Dr. Jacqueline Douglas is a Senior Lecturer in Quality Management within

Liverpool Business School at Liverpool John Moores University. She is a
Certified Lean Six Sigma Black Belt. Her research interests include Quality
Management within Higher Education, Critical Incident Technique, Lean Six
Sigma and Service Quality. She has a large number of conference and journal
publications to her name including Quality Assurance in Education, The Journal
of Higher Education and Studies in Higher Education. She is also a paper
reviewer for a number of journals including Studies in Higher Education and
The TQM Journal.

Dr.
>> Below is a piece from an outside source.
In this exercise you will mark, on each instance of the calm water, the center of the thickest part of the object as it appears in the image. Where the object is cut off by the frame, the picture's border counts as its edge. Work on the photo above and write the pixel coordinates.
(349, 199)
David Moyes is retired from the University of Scotland, where he taught
Marketing. His research interests include Critical Incident Technique and Word
of Mouth feedback from customers.

Dr Alex Douglas is the Editor of the TQM Journal. He was an Associate

Professor in Service Quality Management at Liverpool John Moores University
until his retirement in 2014. He is a Chartered Quality Professional (CQP), a
Senior Member of the American Society for Quality, a Fellow of the Higher
Education Academy and a Certified Lean Six Sigma Black Belt. He has attended
conferences presenting research papers all round the world, including
Australia, China, Finland, France, Israel, Italy, Malaysia, Mexico, Russia,
Sweden, USA and the UK. He has had over 80 articles and research papers
published in conference proceedings and a wide range of journals.